Il ne manque plus grand-chose pour que cette nouvelle entente s'affiche au grand jour.  L'alliance des Etats-Unis, d'Israël et du Golfe serait une combinaison sans précédent de puissance militaire et technologique, de capitaux financiers et de ressources énergétiques. En face, l'axe russo-irano-turc qui se dessine fait pâle figure : armées nombreuses mais technologies obsolètes, économies exsangues, intérêts stratégiques divergents. Mais cette comparaison vaut surtout sur le papier car, pour le moment, c'est bien cette coalition improbable – dans laquelle Ankara a un pied dedans et l'autre dehors – qui  contrôle le terrain et ne cesse d'avancer.

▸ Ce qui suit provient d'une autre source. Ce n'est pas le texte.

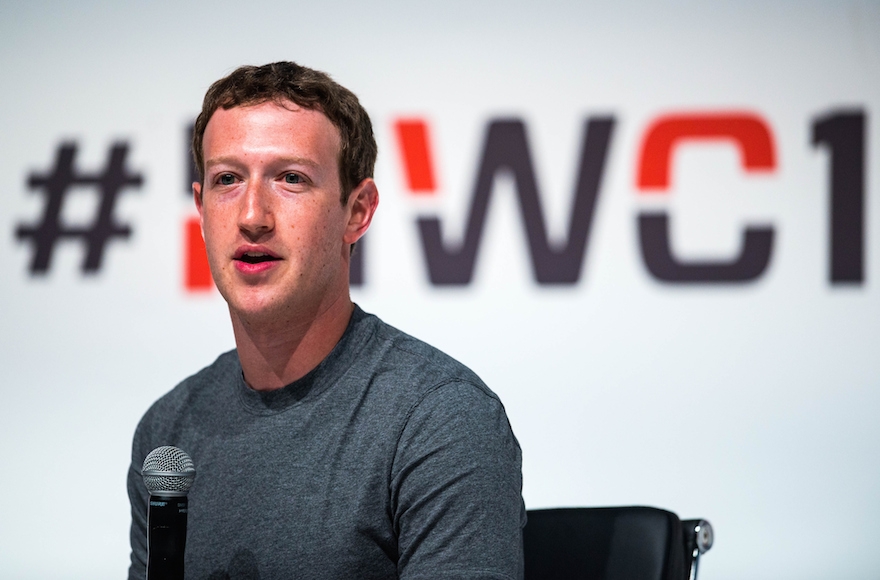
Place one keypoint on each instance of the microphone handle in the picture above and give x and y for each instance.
(166, 539)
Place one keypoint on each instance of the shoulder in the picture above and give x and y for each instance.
(198, 394)
(407, 361)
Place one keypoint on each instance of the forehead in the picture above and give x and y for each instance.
(281, 127)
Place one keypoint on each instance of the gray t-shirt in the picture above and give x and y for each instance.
(388, 460)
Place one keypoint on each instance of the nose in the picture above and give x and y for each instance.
(255, 217)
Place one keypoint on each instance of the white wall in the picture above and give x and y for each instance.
(752, 405)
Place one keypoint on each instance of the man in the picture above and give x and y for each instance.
(327, 445)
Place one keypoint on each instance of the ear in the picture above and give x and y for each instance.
(361, 206)
(197, 197)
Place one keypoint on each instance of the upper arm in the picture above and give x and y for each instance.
(456, 490)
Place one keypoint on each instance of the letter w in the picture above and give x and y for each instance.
(506, 149)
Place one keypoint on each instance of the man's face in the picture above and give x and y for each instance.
(276, 232)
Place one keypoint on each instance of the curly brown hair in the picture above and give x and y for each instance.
(308, 88)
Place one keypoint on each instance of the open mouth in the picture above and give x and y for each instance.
(256, 258)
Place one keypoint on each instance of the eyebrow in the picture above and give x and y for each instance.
(280, 161)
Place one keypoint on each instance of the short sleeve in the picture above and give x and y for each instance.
(456, 488)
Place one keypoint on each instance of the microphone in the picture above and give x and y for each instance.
(168, 474)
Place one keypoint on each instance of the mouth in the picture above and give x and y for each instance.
(255, 257)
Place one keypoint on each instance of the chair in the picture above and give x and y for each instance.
(613, 543)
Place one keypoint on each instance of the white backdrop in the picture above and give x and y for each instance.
(752, 405)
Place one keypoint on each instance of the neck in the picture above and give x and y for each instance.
(274, 353)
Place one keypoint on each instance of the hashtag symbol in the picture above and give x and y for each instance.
(56, 185)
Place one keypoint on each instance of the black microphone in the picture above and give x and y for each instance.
(168, 474)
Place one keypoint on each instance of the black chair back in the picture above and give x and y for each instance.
(614, 543)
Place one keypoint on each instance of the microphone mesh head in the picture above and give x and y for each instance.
(168, 469)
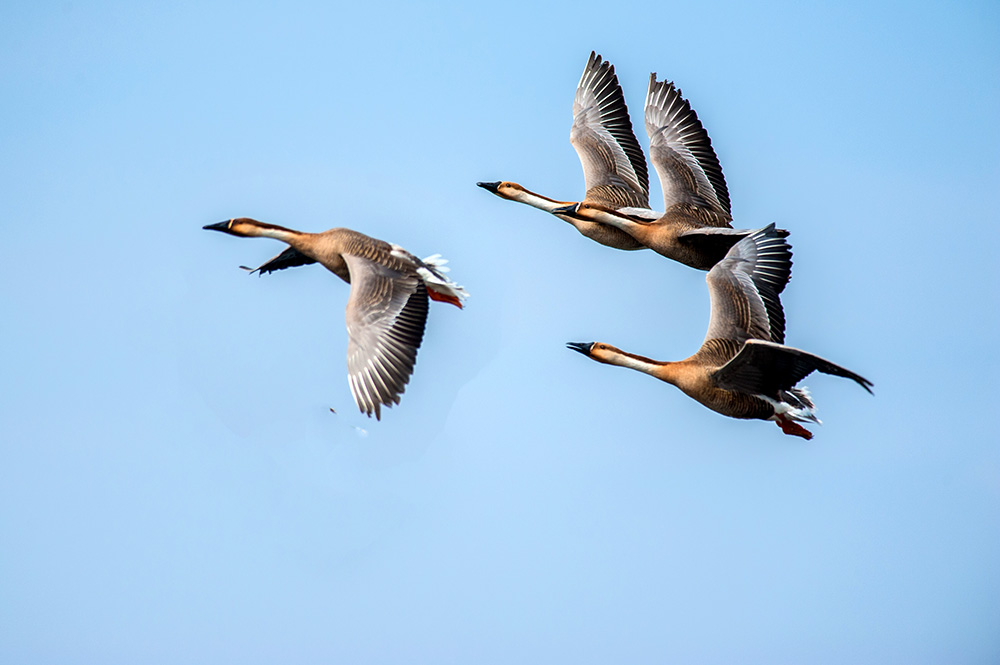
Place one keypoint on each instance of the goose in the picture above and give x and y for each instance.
(387, 308)
(696, 228)
(743, 368)
(614, 168)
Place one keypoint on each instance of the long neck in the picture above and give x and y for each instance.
(538, 201)
(661, 370)
(262, 230)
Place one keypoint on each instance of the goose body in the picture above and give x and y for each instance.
(743, 368)
(387, 308)
(614, 167)
(696, 227)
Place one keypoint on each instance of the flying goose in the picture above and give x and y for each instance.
(743, 369)
(696, 228)
(387, 308)
(614, 168)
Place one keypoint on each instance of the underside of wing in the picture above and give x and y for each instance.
(682, 153)
(614, 167)
(766, 368)
(386, 315)
(744, 288)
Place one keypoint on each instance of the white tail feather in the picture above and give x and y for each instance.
(432, 271)
(804, 413)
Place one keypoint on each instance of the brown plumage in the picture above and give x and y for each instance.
(743, 369)
(387, 308)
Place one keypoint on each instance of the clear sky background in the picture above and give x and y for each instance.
(174, 488)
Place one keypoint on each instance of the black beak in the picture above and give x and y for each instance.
(221, 226)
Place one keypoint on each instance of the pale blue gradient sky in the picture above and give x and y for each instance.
(174, 489)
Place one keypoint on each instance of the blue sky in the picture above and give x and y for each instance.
(173, 487)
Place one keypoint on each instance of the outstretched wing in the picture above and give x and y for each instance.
(765, 368)
(614, 168)
(290, 258)
(744, 288)
(386, 314)
(682, 153)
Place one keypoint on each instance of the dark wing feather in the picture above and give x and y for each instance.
(290, 258)
(386, 315)
(744, 288)
(682, 153)
(765, 368)
(614, 168)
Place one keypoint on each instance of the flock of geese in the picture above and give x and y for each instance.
(743, 368)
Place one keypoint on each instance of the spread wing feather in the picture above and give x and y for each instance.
(386, 315)
(614, 167)
(682, 153)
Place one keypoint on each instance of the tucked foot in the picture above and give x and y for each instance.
(793, 428)
(444, 297)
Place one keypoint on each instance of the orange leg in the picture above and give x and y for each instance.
(441, 297)
(791, 427)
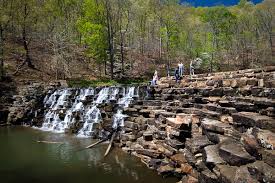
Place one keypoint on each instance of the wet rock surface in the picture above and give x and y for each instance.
(211, 128)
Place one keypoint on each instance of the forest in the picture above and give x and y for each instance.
(64, 39)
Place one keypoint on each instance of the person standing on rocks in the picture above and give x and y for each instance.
(192, 69)
(155, 78)
(177, 76)
(181, 69)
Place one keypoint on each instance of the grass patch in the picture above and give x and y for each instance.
(82, 83)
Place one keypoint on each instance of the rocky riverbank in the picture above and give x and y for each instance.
(211, 128)
(23, 102)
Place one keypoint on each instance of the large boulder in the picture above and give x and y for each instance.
(215, 125)
(211, 155)
(262, 172)
(196, 144)
(265, 137)
(234, 153)
(250, 119)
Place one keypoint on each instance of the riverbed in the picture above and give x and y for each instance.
(23, 159)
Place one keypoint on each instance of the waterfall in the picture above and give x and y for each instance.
(124, 103)
(128, 97)
(93, 116)
(79, 110)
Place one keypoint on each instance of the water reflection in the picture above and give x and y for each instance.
(23, 159)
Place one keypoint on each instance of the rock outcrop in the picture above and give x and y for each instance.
(211, 128)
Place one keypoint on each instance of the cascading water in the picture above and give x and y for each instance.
(123, 102)
(92, 117)
(103, 95)
(78, 110)
(128, 97)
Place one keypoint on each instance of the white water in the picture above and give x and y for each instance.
(128, 97)
(103, 95)
(123, 102)
(68, 107)
(91, 117)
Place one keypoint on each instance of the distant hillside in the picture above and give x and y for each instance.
(215, 2)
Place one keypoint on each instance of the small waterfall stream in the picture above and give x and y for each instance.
(79, 110)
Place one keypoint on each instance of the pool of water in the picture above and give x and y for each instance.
(23, 159)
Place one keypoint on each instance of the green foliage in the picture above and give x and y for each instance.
(103, 82)
(93, 30)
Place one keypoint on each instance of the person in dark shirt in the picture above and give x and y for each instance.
(177, 75)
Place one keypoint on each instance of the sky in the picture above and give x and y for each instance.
(215, 2)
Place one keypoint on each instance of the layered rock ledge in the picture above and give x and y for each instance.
(212, 128)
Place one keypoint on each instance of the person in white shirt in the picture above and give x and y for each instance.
(192, 69)
(181, 69)
(155, 78)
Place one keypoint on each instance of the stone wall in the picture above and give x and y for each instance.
(211, 128)
(26, 105)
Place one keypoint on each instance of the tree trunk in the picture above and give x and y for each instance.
(25, 41)
(110, 37)
(1, 53)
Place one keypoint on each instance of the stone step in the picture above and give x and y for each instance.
(200, 112)
(249, 119)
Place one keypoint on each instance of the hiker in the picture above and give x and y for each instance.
(155, 78)
(192, 69)
(181, 69)
(177, 76)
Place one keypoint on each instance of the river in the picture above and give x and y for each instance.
(23, 159)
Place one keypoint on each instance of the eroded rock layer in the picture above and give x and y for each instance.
(211, 128)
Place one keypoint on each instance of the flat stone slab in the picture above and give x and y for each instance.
(182, 121)
(196, 144)
(262, 171)
(269, 157)
(265, 137)
(149, 152)
(234, 153)
(179, 158)
(212, 156)
(250, 119)
(215, 125)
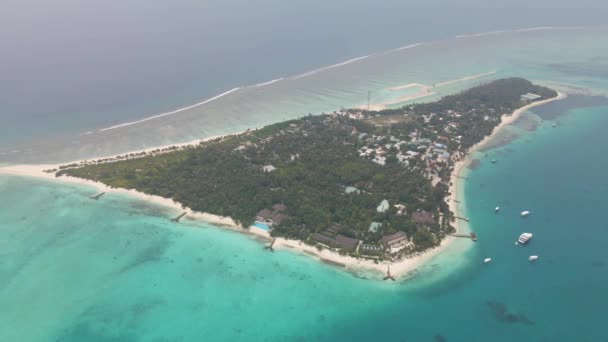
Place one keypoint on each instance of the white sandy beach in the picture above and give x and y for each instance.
(398, 268)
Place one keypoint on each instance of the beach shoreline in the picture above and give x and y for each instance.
(398, 268)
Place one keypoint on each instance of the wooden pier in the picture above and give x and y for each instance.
(471, 236)
(96, 197)
(388, 274)
(269, 247)
(176, 219)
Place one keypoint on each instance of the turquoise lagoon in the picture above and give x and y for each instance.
(72, 269)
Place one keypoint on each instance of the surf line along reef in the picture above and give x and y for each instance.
(370, 185)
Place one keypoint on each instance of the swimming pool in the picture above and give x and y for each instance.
(261, 226)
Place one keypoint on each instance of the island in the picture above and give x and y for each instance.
(368, 184)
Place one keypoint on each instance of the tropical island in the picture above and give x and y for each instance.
(370, 184)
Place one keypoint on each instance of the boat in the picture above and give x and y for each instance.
(524, 238)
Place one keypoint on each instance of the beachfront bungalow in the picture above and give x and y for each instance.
(401, 209)
(374, 226)
(268, 168)
(351, 189)
(423, 217)
(267, 217)
(383, 207)
(339, 241)
(529, 97)
(396, 242)
(367, 249)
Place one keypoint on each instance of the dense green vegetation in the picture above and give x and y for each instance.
(316, 157)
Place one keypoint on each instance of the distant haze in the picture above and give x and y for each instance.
(69, 65)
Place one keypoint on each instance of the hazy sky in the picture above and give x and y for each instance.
(63, 58)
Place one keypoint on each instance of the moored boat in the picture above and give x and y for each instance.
(524, 238)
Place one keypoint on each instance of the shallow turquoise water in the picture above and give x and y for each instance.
(73, 269)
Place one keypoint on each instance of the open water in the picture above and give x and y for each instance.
(72, 269)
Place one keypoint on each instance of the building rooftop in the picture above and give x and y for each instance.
(374, 226)
(383, 207)
(394, 238)
(264, 213)
(279, 207)
(423, 217)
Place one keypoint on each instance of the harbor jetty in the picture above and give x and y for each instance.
(388, 274)
(96, 197)
(471, 236)
(269, 247)
(176, 219)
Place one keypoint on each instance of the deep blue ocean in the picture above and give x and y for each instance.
(72, 269)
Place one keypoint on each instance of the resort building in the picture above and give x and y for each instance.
(528, 97)
(268, 168)
(266, 218)
(383, 207)
(367, 249)
(374, 226)
(423, 217)
(396, 242)
(330, 238)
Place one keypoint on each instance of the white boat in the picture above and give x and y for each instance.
(524, 238)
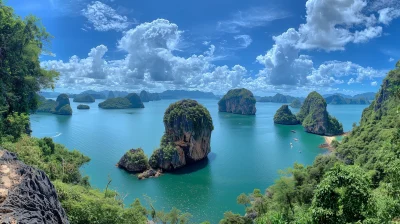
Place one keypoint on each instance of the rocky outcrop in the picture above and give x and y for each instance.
(84, 98)
(188, 127)
(61, 106)
(238, 101)
(147, 97)
(134, 161)
(295, 104)
(26, 194)
(284, 116)
(315, 118)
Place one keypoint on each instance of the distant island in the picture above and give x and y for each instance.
(84, 98)
(339, 99)
(185, 94)
(278, 98)
(147, 97)
(238, 101)
(315, 118)
(284, 116)
(130, 101)
(61, 106)
(83, 107)
(295, 104)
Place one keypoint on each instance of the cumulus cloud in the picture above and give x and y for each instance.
(330, 25)
(104, 18)
(150, 62)
(253, 17)
(386, 15)
(245, 40)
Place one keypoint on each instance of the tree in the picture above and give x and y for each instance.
(21, 77)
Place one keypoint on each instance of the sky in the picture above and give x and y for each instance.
(277, 46)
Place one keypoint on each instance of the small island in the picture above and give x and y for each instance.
(147, 97)
(130, 101)
(315, 118)
(284, 116)
(134, 161)
(84, 98)
(238, 101)
(188, 127)
(83, 107)
(61, 106)
(295, 104)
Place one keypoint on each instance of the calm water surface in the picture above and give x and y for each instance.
(247, 152)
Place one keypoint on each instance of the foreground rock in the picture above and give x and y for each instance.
(284, 116)
(238, 101)
(61, 106)
(134, 161)
(315, 118)
(26, 194)
(130, 101)
(188, 127)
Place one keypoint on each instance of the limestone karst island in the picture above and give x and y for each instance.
(252, 112)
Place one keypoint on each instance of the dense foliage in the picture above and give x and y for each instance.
(358, 183)
(84, 98)
(21, 77)
(278, 98)
(116, 103)
(83, 107)
(187, 114)
(315, 118)
(337, 99)
(295, 104)
(284, 116)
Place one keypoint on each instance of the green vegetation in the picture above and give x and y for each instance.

De fait, ce qui manque le plus à l'alliance Etats-Unis – Israël – Arabie saoudite en gestation, c'est un minimum de flair politique et d'intelligence par rapport aux situations de terrain. Ces trois pays se sont chacun lancés dans des conflits ingagnables ces dernières années : les Etats-Unis en Irak (en  2003), l'Arabie saoudite au Yémen (depuis 2015) et Israël au Liban (en  1982 et en  2006), puis dans la bande de Gaza (2008, 2012 et 2014). Lancer des guerres est facile, mais, passé les premières victoires, il faut savoir durer. Et c'est la principale qualité de l'Iran : savoir patienter et ne jamais dévier de son but.